Gay marriage campaigners launch European legal battle
By Peter Wozniak
Campaigners are today taking their bid to overturn bans against gay civil marriages and heterosexual civil partnerships to the European court of human rights (ECHR).
Over the past two months, eight couples – four homosexual and four heterosexual – have had their applications for civil marriages and civil partnerships rejected by registry offices throughout the UK as part of a concerted attempt to build up evidence to take to the ECHR and argue that the bans are discriminatory.
Peter Tatchell, who is fronting the ‘Equal Love’ campaign, is announcing the application this morning at King’s College London.

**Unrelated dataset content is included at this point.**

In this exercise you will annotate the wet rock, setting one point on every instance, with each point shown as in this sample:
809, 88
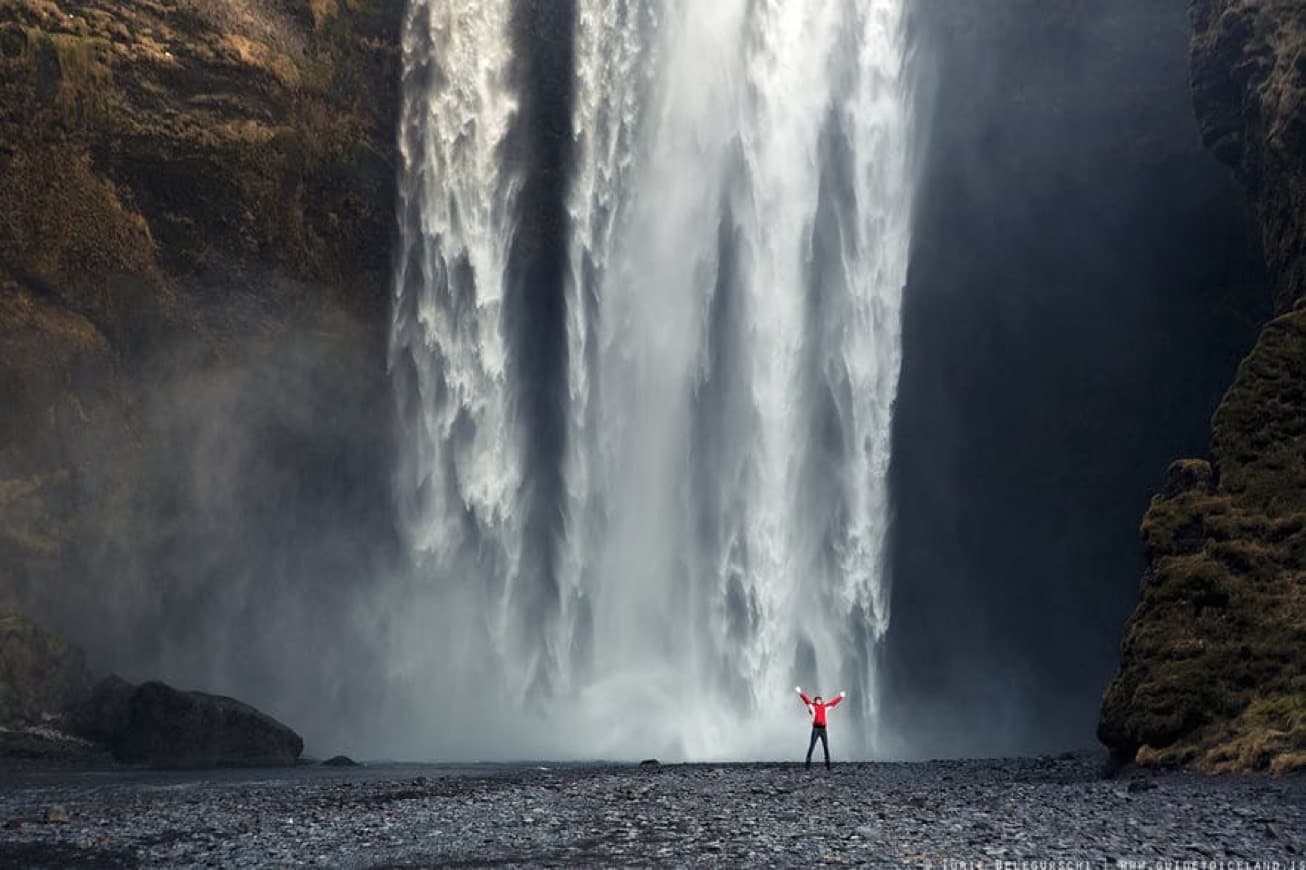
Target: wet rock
340, 760
158, 725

He said: “Since there is no difference in the rights and responsibilities involved in gay civil marriages and heterosexual civil partnerships, there is no justification for having two mutually exclusive and discriminatory systems.
“Banning black couples from getting married would provoke uproar. The prohibition on gay marriages should arouse similar outrage.

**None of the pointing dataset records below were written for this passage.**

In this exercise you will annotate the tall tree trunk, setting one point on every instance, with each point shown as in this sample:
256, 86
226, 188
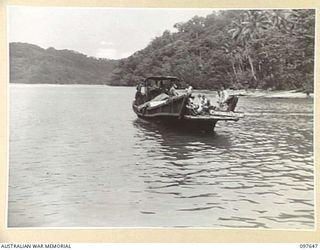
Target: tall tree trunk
235, 72
252, 68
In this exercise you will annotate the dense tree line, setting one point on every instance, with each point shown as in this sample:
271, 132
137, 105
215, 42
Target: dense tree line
31, 64
270, 49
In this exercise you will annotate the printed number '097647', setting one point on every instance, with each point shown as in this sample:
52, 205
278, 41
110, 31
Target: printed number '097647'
309, 246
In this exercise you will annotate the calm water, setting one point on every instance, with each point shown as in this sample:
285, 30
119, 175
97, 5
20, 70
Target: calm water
79, 157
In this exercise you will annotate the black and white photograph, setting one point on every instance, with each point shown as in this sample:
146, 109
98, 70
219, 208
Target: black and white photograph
161, 118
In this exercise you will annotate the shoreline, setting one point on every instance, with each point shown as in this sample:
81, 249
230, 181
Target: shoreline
247, 93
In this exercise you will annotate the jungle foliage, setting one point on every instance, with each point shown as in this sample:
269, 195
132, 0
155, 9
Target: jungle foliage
269, 49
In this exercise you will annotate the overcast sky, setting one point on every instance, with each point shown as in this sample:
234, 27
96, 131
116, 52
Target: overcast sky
100, 32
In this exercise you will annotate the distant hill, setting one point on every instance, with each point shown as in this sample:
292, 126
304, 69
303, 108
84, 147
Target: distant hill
32, 64
240, 49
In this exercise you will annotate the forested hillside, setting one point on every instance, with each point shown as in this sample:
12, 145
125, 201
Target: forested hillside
32, 64
270, 49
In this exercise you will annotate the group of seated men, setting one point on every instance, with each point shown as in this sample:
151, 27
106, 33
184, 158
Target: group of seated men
202, 106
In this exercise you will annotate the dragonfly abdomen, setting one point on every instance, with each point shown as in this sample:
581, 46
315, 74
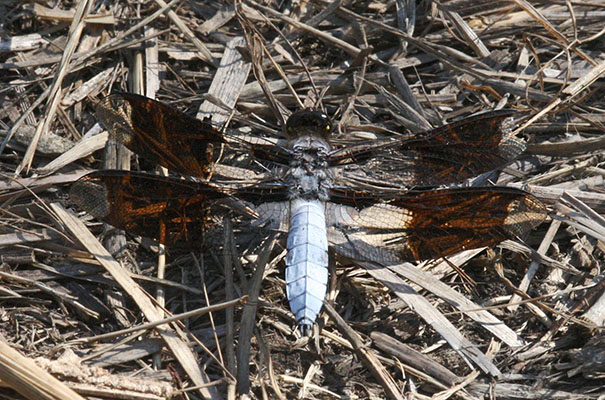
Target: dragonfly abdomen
307, 261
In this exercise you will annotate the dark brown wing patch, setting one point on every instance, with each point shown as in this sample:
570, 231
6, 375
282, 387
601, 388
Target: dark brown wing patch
422, 225
448, 154
160, 133
173, 211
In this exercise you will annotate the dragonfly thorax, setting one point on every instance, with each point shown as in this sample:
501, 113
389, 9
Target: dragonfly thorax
308, 174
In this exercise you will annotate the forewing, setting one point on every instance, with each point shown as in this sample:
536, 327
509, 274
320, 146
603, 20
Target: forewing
430, 224
449, 154
160, 133
173, 211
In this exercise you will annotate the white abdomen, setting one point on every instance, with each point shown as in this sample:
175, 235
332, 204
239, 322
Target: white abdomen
307, 261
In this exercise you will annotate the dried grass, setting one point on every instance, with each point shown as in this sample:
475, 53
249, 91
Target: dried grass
530, 327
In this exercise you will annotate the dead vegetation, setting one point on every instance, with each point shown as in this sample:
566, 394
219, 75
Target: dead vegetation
530, 327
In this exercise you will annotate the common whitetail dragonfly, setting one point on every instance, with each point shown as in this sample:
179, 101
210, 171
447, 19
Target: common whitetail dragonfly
366, 200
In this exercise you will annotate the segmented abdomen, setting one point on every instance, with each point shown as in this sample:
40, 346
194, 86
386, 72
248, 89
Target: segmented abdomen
307, 261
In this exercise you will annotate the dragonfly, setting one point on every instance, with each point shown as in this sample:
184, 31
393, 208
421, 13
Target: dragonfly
373, 200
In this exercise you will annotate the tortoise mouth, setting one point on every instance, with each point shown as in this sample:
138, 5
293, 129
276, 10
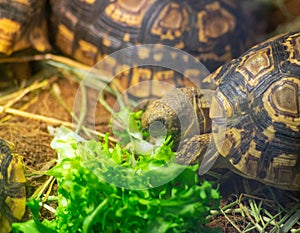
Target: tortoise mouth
157, 129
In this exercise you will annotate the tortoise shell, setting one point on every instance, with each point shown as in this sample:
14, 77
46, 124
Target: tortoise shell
12, 187
209, 30
22, 26
255, 115
89, 30
257, 108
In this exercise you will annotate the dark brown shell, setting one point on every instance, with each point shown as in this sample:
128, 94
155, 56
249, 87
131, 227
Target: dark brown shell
22, 25
213, 31
257, 107
255, 115
12, 187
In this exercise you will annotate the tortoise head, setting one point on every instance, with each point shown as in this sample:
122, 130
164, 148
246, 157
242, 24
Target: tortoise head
181, 113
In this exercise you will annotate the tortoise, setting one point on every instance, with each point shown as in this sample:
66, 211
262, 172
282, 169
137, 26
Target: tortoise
88, 31
12, 187
255, 115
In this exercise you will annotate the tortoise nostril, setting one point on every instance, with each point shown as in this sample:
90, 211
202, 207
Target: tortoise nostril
157, 128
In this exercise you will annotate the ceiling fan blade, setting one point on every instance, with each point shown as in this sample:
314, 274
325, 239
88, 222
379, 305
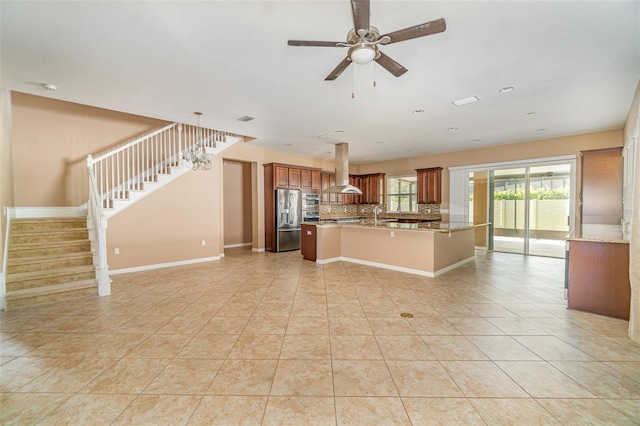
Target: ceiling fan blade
314, 43
390, 65
428, 28
360, 10
338, 70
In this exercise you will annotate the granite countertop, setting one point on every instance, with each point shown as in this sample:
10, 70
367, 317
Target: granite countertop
432, 226
596, 232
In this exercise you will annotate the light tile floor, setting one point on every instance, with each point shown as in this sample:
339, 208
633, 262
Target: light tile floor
263, 338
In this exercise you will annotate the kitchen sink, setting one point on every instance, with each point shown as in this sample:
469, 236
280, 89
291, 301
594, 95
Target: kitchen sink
411, 220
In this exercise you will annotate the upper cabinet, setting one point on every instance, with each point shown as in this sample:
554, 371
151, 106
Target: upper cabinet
286, 177
430, 185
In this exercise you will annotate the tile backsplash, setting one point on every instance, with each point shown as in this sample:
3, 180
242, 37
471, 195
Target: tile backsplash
332, 211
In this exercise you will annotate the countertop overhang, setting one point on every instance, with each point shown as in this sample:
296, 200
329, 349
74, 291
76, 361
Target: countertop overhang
384, 224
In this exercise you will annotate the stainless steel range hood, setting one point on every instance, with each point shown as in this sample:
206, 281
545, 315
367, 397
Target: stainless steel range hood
342, 173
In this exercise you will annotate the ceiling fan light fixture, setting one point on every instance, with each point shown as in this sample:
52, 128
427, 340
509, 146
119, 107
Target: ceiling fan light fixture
363, 53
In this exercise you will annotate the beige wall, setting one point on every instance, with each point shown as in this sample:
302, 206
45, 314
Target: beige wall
237, 203
57, 137
6, 167
169, 225
480, 206
634, 246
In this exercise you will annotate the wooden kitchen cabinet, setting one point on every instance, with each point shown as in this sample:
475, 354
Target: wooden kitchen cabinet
430, 185
308, 243
286, 177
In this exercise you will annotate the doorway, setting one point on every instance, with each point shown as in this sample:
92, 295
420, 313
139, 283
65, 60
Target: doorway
529, 207
238, 205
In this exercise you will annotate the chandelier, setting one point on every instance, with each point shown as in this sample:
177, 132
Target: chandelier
197, 157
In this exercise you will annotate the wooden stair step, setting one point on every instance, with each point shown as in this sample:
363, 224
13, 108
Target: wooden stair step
24, 280
48, 262
51, 294
48, 223
17, 251
39, 235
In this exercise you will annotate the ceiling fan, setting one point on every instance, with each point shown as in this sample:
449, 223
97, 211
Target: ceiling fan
363, 41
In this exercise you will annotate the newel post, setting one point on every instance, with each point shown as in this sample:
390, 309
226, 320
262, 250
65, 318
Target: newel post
104, 282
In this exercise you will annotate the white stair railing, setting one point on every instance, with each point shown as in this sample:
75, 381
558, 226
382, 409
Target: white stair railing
129, 167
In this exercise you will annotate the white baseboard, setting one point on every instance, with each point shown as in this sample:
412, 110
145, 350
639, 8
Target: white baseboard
455, 265
238, 245
397, 268
162, 265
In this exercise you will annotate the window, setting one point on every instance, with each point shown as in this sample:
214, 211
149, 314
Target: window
402, 194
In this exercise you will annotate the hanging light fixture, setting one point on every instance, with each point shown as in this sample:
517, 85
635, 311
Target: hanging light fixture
197, 157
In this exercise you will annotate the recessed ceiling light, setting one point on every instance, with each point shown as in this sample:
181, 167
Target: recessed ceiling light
466, 101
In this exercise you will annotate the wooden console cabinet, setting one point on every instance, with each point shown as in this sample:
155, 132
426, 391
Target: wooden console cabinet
598, 277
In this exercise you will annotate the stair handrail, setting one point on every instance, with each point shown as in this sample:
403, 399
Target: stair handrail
99, 224
134, 142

“The ban on same-sex civil marriages and opposite-sex civil partnerships is a form of legal sexual apartheid – one law for gay couples and another law for heterosexual partners. Two wrongs don’t make a right.”
The campaign’s legal advisor, Robert Wintemute, expressed confidence that the court would strike down the ban.
He said of the current laws: “It’s discriminatory and obnoxious, like having separate drinking fountains or beaches for different racial groups, even though the water is the same.
“The only function of the twin bans is to mark lesbian and gay people as socially and legally inferior to heterosexual people.
“I am confident that we have a good chance of persuading the European Court of Human Rights that the UK’s system of segregating couples into two ‘separate but equal’ legal institutions violates the European Convention. I predict that same-sex couples will be granted access to marriage in the UK.”
The application to the ECHR will be filed by all eight couples simultaneously today. Should the court find that the law contradicts European conventions, then the UK will be obliged to make changes.